# Frase que se les puede decir a una mujer (ayuda)



## albertito

Hola, soy estudiante de aleman y me gustaria aprender frases que se le pueden decir en aleman a una mujer como "ich hab dich lieb", porque en español existen una infinidad de terminos semejates.

Saludos


----------



## Quelle

Por ejemplo:
Ich mag dich (sehr).
Du gefällst mir (sehr).


----------



## albertito

Gracias, pero eso es todo loq existe en aleman, porque esas frases son las clasicas.

Saludos


----------



## Quelle

También en alemán hay muchas posibilidades. La fantasía no conoce limitaciones.
¿Qué exactamente quieres transmitir?


----------



## albertito

Mmmm, tengo q decir "Te quiero", "Me gustar", " Me agradas mucho", cosas asi, pero no las clasicas como "ich hab dich lieb", "ich mag dich sehr", usw.


SAludos y muchas gracias


----------



## AlbinWorld

A ver qué os parecen estas ...

Deine Augen sind wunderschön.
Du machst mich richtig nervös.
Ich habe Schmetterlinge im Bauch.
An deiner Seite fühle ich mich richtig wohl.
Ich bin verrückt nach dir.
Ohne dich hat das Leben keine Sinn.
Mit dir will ich alt werden.
Du versüsst mir jeden Tag den ich dich sehe.
Du bist ein richtiger Sonnenschein für mich.


----------



## Quelle

Lo que más impresiona a una mujer siempre será algo muy personal que te inventas y que tiene que ver con ella y sobre todo la manera como lo dices. Una frase hecha quizás tenga un efecto no deseado.
Sin embargo unos ejemplos:
Ich liebe dich über alles.
Du bist die Frau meiner Träume.
Für dich würde ich ans Ende der Welt gehen.
O mira aquí.


----------



## Quelle

AlbinWorld said:


> A ver qué os parecen estas ...
> 
> Deine Augen sind wunderschön.
> Du machst mich richtig nervös.
> Ich habe Schmetterlinge im Bauch.
> An deiner Seite fühle ich mich richtig wohl.
> Ich bin verrückt nach dir.
> Ohne dich hat das Leben keine*n* Sinn.
> Mit dir will ich alt werden.
> Du versü*ß*t mir jeden Tag*,* *an *de*m* ich dich sehe.
> Du bist ein richtiger Sonnenschein für mich.


 
Se nota que eres experta.


----------



## albertito

Muchas gracias

Saludos


----------



## Doktor Faustus

@Quelle
Tolle Seite! Vielen Dank auf jeden Fall, es ist einem Germanophilen sehr nützlich, so 'ne Auskunft zu bekommen! Einen schönen Abend wünsche ich dir noch (-:


----------



## Guaperas

Bueno, a mi se me ocurren varias cosas , pero todo depende de la mujer a la que se lo quieras decir y la finalidad que tengas, cuestiones a especificar para que las respuestas sean lo más útiles posibles.
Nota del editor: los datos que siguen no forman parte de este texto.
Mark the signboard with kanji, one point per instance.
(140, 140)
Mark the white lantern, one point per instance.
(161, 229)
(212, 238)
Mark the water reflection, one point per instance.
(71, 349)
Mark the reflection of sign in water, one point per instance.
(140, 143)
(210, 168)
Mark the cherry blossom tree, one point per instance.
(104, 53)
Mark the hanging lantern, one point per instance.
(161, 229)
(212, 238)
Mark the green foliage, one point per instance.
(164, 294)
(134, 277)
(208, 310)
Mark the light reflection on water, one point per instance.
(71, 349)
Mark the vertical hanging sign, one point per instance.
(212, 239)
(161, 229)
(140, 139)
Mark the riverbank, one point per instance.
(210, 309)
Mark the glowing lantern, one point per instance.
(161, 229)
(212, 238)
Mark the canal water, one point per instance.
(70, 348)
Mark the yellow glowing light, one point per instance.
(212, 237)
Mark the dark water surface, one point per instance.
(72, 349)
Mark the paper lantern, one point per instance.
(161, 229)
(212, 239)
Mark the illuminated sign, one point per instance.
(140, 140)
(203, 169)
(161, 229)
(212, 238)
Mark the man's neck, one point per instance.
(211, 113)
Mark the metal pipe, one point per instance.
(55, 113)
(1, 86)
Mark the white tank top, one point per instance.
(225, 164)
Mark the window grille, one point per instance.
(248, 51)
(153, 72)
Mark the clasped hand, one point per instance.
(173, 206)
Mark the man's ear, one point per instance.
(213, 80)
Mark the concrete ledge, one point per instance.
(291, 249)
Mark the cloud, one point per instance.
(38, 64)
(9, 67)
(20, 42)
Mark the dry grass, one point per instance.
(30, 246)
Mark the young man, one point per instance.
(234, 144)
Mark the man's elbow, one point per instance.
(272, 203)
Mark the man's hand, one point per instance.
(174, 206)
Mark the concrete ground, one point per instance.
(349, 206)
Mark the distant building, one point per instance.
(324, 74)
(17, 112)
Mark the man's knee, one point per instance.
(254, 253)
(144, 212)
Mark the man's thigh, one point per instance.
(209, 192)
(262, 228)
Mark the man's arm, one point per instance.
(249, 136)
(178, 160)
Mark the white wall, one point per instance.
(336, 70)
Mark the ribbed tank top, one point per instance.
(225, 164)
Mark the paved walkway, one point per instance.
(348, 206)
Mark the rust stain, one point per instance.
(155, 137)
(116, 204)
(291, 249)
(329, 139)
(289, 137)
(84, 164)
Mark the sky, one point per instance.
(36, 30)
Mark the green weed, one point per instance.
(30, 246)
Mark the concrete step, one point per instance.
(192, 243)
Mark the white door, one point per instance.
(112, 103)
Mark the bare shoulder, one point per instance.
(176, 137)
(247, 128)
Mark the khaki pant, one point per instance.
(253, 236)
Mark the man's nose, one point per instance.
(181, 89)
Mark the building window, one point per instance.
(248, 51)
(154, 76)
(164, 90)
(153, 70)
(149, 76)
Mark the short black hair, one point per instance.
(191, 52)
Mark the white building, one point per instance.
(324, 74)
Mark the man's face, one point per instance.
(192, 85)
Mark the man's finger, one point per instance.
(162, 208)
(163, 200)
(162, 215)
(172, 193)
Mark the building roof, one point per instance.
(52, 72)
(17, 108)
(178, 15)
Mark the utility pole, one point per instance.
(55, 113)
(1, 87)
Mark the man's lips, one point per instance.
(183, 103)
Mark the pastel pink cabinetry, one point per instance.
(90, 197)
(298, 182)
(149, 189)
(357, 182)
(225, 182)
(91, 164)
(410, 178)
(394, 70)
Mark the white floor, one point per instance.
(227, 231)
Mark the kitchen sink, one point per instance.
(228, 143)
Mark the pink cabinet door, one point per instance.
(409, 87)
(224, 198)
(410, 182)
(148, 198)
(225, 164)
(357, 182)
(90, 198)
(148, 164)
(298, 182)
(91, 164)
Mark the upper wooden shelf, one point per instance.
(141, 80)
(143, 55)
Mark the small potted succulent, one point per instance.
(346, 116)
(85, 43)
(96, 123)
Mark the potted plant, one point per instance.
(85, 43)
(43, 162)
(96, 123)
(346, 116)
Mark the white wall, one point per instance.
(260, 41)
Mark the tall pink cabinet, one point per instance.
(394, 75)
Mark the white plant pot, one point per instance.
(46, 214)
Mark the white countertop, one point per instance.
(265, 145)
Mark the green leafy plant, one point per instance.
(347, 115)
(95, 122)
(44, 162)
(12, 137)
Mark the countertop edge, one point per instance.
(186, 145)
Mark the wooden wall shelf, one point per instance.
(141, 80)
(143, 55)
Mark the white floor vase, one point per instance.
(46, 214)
              Si me permites un pequeño consejo , ser espontáneo , utlizar tus propias palabras y con tus recursos aunque sean limitados definir lo que sientes por esa chica en concreto siempre tendrá mucha más garantía de éxito que cualquier intento de 
abrumarla con tu competencia lingüística alemana en el terreno  amoroso.



                 de todas formas para responder a lo que tú realmente pides añadiría a lo que han dicho entre otros Albinworld


                   "Ich habe ein Kribbeln im Bauch bei dir"





                      "Bei dir fühle ich mich geborgen"




                          "Ich hab dich so gern"   



                            "Du bist goldig"



                               "Ich mag deine Ausstrahlung"


----------



## Spharadi

O tal vez puedas usar alguna Heine-Variation:
An einem wunderschönen Tag wie diesem 
möchte ich Dir gestehen 
mein Sehnen und Verlangen

Si ella aprecia la literatura tal vez quede impresionada, pero repito, "tal vez"...


----------